I really enjoyed the four-day weekend, and it was very nice to take a little time off and get myself moving. Trail running is a whole different beast from road running. Harder. More mentally demanding. And I prefer the road, all things considered. But it’s a good thing to do to find another level inside that I can get to. Dredge up something from inside and put it out there. It’s not mystical. I’m not doing ultra-marathon endurance challenges. I’m not an athlete. But I’ve become someone who does things. And I like that about myself.

For the fourth of July, we went into Wilkes-Barre (WILKSbarry) and found a fun little traveling carnival and rode the tilt-a-whirl which was indisputably more dangerous than any bears. BB made sure I understood that if we died in a tilt-a-whirl accident that it was my fault. We threw darts at balloons and went home to bed before the big fireworks display. It’s pretty obvious that Wilkes-Barre has not recovered from the recession yet. A great old American town, still suffering badly. Abandoned shop-fronts and burned-out buildings on prominent corners. It was sad.

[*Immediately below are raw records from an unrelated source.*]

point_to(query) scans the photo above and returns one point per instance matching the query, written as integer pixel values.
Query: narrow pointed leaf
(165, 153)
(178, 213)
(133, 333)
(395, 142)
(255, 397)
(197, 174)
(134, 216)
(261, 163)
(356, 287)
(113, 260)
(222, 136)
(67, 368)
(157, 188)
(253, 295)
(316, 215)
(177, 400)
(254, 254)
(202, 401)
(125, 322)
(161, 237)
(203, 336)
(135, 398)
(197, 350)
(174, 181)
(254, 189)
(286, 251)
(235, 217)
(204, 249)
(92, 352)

All in all a very nice vacation. Now I’m back. I have a paper to finish and a bunch of presentations to give and a person to hire. I’m sore from the runs and nervous about marathon training. There’s a new plumbing problem in my house, and I need some flooring replaced. We’ll see what the world brings me next. But I can handle it. Because I’m here, and sober, and accepting of the things life brings. Even when they suck, like plumbing problems.

One Comment leave one →
  1. tehbride permalink
    7 July 2015 10:24

    I completely disagree that trail is more mentally demanding than road! Clearly that’s personal. I find it so hard to just keep going on road after flat road. It intimidates the hell out of me. On trails, though, my mind and body are always occupied and entertained, and the time and miles fly by. Definitely more cardio and different muscles involved, but mentally, for me, so much easier!